Rudolf Kastner

Rudolf Kastner

Rudolf Israel Kastner (1906 – March 15, 1957) was an Austro-Hungarian-born Jewish Zionist activist journalist and lawyer. He became known for facilitating the 'Blood for goods' proposal which was supposed to help Jews escape Nazi-occupied Hungary during the Holocaust. He was assassinated in 1957 after an Israeli court accused him of having collaborated with the Nazis. His granddaughter is Merav Michaeli a member of the 2013 Israeli parliament – the Knesset.

Kastner was one of the leaders of the Va'adat Ezrah Vehatzalah —the Aid and Rescue Committee, or Vaada— a small Jewish group in Budapest who helped Jewish refugees escape from Nazi Europe into Hungary during World War II, then helped them escape from Hungary after the Nazis invaded that country too on March 19, 1944. Between May and July 1944, Hungary's Jews were being deported to the gas chambers at Auschwitz at the rate of 12,000 people a day—for "resettlement," as the Nazis said. Kastner negotiated with Adolf Eichmann, a senior SS officer, to allow 1,685 Jews to leave instead for Switzerland on what became known as the Kastner train, in exchange for money, gold, and diamonds.

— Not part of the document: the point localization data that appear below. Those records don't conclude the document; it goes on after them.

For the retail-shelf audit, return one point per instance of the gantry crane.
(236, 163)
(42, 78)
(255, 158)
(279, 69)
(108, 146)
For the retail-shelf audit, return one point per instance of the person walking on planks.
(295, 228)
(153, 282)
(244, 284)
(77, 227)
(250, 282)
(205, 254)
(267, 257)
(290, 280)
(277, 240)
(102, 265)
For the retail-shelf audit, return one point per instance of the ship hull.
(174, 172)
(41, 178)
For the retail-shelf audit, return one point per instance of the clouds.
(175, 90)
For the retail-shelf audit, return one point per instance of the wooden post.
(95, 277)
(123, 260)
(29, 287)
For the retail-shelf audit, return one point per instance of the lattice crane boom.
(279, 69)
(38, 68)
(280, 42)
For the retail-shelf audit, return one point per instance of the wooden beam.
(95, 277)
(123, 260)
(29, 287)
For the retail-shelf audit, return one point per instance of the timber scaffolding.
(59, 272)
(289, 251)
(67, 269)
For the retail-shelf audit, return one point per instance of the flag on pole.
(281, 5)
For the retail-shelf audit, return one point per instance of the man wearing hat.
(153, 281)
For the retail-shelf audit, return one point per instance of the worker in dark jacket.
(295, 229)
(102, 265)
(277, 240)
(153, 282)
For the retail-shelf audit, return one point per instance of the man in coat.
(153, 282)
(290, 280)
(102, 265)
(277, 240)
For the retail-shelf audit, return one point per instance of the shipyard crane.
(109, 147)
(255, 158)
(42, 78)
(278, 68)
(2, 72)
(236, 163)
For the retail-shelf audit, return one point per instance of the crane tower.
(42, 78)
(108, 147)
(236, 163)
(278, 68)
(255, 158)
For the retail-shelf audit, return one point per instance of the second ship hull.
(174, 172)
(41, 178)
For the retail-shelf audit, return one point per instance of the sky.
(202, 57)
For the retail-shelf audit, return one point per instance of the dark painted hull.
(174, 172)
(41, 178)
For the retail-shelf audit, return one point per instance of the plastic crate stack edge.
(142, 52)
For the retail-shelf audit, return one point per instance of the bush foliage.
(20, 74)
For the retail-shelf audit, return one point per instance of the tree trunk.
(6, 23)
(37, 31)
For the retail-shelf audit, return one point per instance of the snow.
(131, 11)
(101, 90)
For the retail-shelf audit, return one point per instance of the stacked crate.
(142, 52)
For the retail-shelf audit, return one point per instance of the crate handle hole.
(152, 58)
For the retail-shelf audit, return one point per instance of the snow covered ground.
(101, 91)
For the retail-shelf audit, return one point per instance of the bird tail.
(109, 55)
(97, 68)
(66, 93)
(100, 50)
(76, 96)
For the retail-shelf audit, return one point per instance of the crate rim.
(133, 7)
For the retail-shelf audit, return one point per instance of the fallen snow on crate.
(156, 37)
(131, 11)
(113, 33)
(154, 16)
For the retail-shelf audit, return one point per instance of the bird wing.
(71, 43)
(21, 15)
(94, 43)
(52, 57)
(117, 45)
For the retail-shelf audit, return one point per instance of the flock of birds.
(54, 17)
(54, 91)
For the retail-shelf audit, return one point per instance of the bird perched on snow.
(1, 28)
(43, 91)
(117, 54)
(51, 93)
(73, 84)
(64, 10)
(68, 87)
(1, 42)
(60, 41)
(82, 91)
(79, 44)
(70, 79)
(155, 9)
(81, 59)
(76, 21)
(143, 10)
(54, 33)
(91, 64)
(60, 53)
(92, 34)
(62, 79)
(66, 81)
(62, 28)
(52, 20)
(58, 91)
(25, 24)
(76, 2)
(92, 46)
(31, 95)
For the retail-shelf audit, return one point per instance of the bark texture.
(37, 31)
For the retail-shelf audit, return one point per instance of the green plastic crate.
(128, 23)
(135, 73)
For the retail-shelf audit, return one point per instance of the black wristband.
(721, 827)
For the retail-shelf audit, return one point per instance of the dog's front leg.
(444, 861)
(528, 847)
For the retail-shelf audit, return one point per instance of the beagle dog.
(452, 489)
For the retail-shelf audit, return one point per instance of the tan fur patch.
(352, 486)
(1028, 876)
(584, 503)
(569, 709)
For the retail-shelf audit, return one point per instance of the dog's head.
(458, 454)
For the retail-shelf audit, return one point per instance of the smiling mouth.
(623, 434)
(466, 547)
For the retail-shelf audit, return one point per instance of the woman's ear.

Kastner moved to Israel after the war, becoming a manager in the intelligence unit at the Prime Minister's department in 1952. He was also nominated as a candidate to the Israeli parliament for the MAPAI (Israeli Labour) party In 1953, he was accused of having been a Nazi collaborator, in a pamphlet self-published by Malchiel Gruenwald, an amateur writer. The allegation stemmed in part from his relationship with Eichmann, and with Kurt Becher, another SS officer; and in part from his having given positive character references after the war for Becher and two more SS officers, thus allowing Becher to escape prosecution for war crimes. The Israeli government sued Gruenwald for libel on Kastner's behalf, resulting in a trial that lasted two years, and a ruling in 1955 that Kastner had indeed, in the words of Judge Benjamin Halevi, "sold his soul to the devil." By saving the Jews on the Kastner train, while failing to warn others that their resettlement was in fact deportation to the gas chambers, Kastner had sacrificed the mass of Jewry for a chosen few, the judge said. The verdict triggered the fall of the Israeli Cabinet.

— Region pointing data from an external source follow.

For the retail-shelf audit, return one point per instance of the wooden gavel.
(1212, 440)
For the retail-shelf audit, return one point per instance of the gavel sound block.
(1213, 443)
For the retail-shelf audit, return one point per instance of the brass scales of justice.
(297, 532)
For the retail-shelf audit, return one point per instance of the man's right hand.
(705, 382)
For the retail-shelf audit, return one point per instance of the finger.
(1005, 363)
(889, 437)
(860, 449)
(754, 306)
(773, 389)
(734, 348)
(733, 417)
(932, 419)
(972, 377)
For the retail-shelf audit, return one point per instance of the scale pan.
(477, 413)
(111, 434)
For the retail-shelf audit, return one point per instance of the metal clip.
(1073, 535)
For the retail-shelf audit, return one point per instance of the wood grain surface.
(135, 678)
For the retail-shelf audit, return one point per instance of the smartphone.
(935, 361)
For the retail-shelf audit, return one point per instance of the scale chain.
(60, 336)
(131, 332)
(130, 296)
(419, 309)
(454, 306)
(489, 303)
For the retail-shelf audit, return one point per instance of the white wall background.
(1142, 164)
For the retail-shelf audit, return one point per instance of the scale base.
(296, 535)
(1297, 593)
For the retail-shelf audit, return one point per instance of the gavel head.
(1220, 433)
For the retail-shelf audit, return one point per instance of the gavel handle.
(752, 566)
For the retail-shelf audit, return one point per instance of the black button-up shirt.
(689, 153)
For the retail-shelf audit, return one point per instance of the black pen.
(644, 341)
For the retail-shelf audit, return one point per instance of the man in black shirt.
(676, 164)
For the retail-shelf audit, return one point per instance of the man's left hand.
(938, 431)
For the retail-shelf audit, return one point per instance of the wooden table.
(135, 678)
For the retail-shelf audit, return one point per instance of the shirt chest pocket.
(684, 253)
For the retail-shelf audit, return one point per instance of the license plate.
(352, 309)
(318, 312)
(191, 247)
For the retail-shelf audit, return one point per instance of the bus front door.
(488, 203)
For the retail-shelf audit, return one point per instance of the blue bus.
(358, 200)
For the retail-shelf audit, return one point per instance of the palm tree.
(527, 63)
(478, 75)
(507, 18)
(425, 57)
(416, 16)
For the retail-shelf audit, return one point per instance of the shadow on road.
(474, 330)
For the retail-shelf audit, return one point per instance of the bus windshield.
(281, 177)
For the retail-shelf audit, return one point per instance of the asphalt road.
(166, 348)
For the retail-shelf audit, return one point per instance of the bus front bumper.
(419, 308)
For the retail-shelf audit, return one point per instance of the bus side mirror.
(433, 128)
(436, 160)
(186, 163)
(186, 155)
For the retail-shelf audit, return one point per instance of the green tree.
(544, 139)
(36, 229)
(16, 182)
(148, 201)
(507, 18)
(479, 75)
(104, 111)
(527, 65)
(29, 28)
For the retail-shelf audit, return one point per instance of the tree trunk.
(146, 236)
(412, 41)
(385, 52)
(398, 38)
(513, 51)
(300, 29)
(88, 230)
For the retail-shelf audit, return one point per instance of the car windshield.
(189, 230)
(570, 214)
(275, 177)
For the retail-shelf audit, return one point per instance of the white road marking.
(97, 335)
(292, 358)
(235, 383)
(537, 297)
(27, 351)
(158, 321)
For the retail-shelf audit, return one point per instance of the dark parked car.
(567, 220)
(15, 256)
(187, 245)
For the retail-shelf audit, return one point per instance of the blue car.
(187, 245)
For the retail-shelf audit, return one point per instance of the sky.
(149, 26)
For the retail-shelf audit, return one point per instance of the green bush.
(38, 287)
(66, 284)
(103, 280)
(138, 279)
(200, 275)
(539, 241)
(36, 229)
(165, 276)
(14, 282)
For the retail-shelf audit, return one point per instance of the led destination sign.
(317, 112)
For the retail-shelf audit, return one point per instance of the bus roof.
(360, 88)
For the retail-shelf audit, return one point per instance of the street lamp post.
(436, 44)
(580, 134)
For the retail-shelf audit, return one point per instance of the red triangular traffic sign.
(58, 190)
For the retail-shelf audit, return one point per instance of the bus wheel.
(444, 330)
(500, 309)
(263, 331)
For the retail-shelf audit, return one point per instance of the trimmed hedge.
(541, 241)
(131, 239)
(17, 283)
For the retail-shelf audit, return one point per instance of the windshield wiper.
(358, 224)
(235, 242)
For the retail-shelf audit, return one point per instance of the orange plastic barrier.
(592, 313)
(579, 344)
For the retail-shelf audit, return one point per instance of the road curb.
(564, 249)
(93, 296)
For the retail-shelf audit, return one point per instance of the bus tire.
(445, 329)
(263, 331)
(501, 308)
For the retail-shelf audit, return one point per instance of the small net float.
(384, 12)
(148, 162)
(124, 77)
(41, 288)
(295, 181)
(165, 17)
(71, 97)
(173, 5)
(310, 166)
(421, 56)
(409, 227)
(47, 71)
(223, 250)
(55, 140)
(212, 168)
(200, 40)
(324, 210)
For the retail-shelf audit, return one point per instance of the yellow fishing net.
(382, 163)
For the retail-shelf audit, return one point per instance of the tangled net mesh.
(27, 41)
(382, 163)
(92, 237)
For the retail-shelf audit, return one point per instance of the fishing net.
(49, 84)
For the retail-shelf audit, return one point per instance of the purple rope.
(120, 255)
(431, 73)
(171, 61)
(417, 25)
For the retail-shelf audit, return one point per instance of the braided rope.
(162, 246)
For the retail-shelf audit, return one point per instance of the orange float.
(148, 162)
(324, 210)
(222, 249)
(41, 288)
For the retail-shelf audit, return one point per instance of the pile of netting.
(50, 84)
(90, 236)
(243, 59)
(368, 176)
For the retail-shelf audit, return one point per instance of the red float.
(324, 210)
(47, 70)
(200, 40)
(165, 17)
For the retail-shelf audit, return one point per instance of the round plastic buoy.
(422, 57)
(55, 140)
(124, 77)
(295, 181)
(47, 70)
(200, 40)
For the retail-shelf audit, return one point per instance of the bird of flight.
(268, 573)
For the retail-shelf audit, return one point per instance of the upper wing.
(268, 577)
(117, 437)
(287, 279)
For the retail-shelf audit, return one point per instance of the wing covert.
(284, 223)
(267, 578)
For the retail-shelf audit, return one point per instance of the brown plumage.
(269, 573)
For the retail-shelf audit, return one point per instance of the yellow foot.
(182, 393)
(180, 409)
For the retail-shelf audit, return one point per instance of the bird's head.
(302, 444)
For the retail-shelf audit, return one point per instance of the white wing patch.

Kastner resigned his government position and became a virtual recluse, telling reporters he was living with a loneliness "blacker than night, darker than hell." His wife fell into a depression that left her unable to get out of bed, while his daughter had to endure her school peers throwing stones at her in the street. The Supreme Court of Israel overturned most of the judgment in January 1958, stating in a 4–1 decision that the lower court had "erred seriously," but not before Kastner had been assassinated. He was shot on March 3, 1957 by Zeev Eckstein, and died of his injuries twelve days later.